Je m'explique. En cherchant le sublime dans l'art, on ne trouve que le banal. Qui veut faire l'ange fait la bête – comme le répète à l'envie Pascal depuis 400 ans... Mais aussi : qui fait la bête fait l'ange. Celui qui aborde les objets d'art avec la bêtise des animaux – avec les yeux placides de l'âne et du bœuf contemplant un nouveau-né dans la crèche – ceux-là accèdent directement et sans l'avoir voulu au divin contenu dans les choses !
Si l'on cherche à aborder une œuvre d'art par l'esprit, l'abstrait, l'intellect, on ne trouve que des substrats d'une factualité phénoménale toujours décevante. Ce n'était donc que cela, cette œuvre qui semble avoir bouleversé tant de personnes avant moi ?

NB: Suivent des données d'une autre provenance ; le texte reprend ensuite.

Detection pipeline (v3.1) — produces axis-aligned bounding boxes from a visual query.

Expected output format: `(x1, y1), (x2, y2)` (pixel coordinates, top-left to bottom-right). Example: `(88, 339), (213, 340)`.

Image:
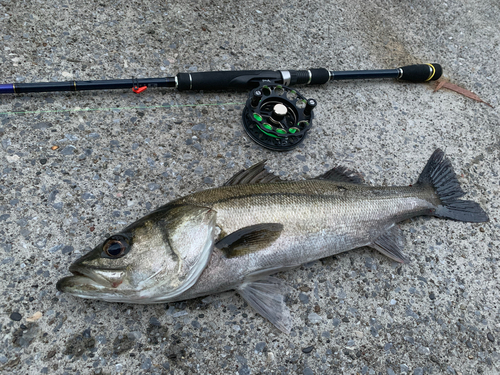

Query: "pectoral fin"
(237, 276), (292, 334)
(370, 225), (409, 263)
(215, 223), (283, 258)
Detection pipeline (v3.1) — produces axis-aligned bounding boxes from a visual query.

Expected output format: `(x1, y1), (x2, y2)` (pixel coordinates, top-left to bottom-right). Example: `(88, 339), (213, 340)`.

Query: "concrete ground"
(0, 0), (500, 375)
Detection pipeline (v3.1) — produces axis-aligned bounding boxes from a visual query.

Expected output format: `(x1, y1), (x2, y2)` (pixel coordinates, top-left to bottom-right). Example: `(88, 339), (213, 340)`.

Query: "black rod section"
(0, 64), (442, 94)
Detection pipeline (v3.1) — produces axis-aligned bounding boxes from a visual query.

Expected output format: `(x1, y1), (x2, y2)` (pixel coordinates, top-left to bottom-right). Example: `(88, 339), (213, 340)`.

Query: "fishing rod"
(0, 64), (442, 151)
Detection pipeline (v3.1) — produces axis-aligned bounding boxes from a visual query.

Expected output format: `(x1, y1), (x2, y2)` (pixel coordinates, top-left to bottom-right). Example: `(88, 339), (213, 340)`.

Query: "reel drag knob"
(304, 99), (318, 116)
(242, 84), (317, 151)
(269, 103), (288, 124)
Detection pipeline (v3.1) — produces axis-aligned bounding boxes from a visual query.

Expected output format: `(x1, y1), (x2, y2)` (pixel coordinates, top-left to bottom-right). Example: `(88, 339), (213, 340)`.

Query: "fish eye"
(102, 236), (129, 258)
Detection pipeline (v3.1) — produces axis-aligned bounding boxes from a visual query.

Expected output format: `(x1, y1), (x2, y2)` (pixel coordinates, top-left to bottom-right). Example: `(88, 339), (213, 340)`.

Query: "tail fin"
(417, 149), (489, 223)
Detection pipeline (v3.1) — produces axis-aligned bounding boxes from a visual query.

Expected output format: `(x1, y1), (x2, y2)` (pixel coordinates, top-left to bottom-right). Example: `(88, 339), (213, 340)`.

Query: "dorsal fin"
(223, 160), (281, 186)
(314, 165), (365, 184)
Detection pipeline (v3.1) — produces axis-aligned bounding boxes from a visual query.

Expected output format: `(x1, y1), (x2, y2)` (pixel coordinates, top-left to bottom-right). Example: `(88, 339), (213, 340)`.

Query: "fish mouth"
(56, 264), (117, 295)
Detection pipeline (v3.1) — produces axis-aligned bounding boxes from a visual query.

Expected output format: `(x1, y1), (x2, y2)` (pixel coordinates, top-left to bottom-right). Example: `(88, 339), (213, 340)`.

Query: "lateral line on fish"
(203, 189), (405, 207)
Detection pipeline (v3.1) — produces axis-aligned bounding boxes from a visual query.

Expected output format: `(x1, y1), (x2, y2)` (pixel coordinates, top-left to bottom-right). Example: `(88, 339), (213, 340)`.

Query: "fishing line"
(0, 64), (442, 151)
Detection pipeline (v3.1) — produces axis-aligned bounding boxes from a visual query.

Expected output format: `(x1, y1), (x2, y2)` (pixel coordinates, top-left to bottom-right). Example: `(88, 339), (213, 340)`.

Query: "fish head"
(57, 205), (216, 303)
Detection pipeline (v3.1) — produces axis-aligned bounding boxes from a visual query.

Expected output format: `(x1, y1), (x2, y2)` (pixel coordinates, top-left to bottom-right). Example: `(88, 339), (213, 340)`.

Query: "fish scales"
(57, 150), (488, 332)
(179, 180), (436, 297)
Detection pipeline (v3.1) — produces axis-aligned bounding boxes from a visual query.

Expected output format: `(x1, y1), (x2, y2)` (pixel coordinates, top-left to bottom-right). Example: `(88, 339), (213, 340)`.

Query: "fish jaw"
(56, 263), (132, 302)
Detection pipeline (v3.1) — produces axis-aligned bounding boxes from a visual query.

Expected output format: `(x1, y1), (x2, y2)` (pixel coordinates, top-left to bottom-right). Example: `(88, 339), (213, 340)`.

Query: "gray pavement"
(0, 0), (500, 375)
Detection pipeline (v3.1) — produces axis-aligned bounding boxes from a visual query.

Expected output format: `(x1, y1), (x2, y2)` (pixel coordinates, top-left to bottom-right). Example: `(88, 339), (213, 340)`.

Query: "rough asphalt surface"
(0, 0), (500, 375)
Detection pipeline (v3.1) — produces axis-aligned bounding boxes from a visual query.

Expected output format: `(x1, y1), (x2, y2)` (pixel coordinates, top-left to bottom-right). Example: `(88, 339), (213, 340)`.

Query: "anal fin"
(369, 225), (410, 263)
(237, 276), (292, 334)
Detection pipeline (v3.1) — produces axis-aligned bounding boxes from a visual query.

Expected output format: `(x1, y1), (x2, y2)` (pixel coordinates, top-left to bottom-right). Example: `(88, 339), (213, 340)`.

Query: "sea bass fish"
(57, 149), (488, 332)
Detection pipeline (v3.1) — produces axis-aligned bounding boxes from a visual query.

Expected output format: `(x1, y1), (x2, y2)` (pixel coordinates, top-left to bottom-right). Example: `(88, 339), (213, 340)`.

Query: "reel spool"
(243, 84), (317, 151)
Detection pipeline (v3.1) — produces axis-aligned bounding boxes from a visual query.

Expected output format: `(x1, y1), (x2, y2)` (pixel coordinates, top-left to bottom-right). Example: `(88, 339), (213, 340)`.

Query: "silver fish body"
(57, 150), (488, 332)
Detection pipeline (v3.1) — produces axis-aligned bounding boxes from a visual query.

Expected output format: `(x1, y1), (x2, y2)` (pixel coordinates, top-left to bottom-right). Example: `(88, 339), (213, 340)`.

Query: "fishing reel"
(242, 84), (317, 151)
(0, 64), (443, 151)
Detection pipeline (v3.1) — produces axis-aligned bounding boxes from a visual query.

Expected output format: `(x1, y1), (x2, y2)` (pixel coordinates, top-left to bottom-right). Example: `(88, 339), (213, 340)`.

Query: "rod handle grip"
(399, 63), (443, 82)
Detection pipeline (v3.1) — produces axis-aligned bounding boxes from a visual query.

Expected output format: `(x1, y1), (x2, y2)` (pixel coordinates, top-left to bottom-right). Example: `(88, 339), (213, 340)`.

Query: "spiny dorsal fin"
(215, 223), (283, 258)
(223, 160), (281, 186)
(314, 165), (365, 184)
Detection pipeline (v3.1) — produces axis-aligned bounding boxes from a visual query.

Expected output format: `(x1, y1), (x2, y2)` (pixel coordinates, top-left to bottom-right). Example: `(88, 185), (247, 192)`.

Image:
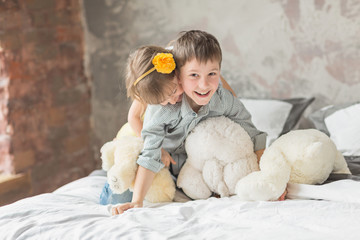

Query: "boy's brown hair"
(126, 46), (176, 104)
(172, 30), (222, 69)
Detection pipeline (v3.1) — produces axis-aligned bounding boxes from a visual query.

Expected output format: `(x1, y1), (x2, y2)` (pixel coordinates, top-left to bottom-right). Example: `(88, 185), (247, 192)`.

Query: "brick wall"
(0, 0), (96, 204)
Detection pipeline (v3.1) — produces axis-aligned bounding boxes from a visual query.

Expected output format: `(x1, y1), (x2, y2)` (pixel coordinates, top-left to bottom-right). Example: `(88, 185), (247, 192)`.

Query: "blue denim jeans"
(100, 183), (132, 205)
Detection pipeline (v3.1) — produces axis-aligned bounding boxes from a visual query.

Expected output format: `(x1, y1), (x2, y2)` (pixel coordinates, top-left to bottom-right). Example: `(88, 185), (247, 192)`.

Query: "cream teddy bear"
(100, 134), (175, 202)
(235, 129), (350, 201)
(177, 116), (259, 199)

A l'inverse, si l'on s'absorbe dans la contemplation de la matérialité même de l’œuvre, si l'on pénètre dans sa texture-même, sa substance, si l'on se mets au diapason de sa vibration existentielle – on accède alors aussitôt à la part la plus haute de l’œuvre, celle qui ne peut s'expliquer ni par des choses ni par des mots.
C'est le principe de la contemplation : l'anodin, l'anecdotique ou le superficiel donnent accès aux sphères les plus élevées et aussi les plus profondes de l'être.
Pour rencontrer une œuvre d'art, pour que l'échange entre nous et cet objet-esprit s'établisse, il faut ne rien savoir, l'oublier lui et nous oublier nous. Il faut porter sur les œuvres des yeux vides de pensées. Il est vrai que certaines ne réagissent pas. Elles restent sagement cantonnées à leurs rôles d'objets d'exposition. Tant pis pour elles, tant pis pour nous !
Mais d'autres nous sautent immédiatement au cou, avec la fougue insouciante d'une jeunesse éternelle. Ce n'est plus nous qui les contemplons, ce sont elles qui s'instillent en nous avec la fulgurance d'un pollen spirituel.
C'est alors que le temps s'arrête. C'est alors que l'échange à lieu, renversant le rapport entre contenant et contenu. C'est alors que l’œuvre d'art se régénère elle-même, tout en nous transformant en profondeur...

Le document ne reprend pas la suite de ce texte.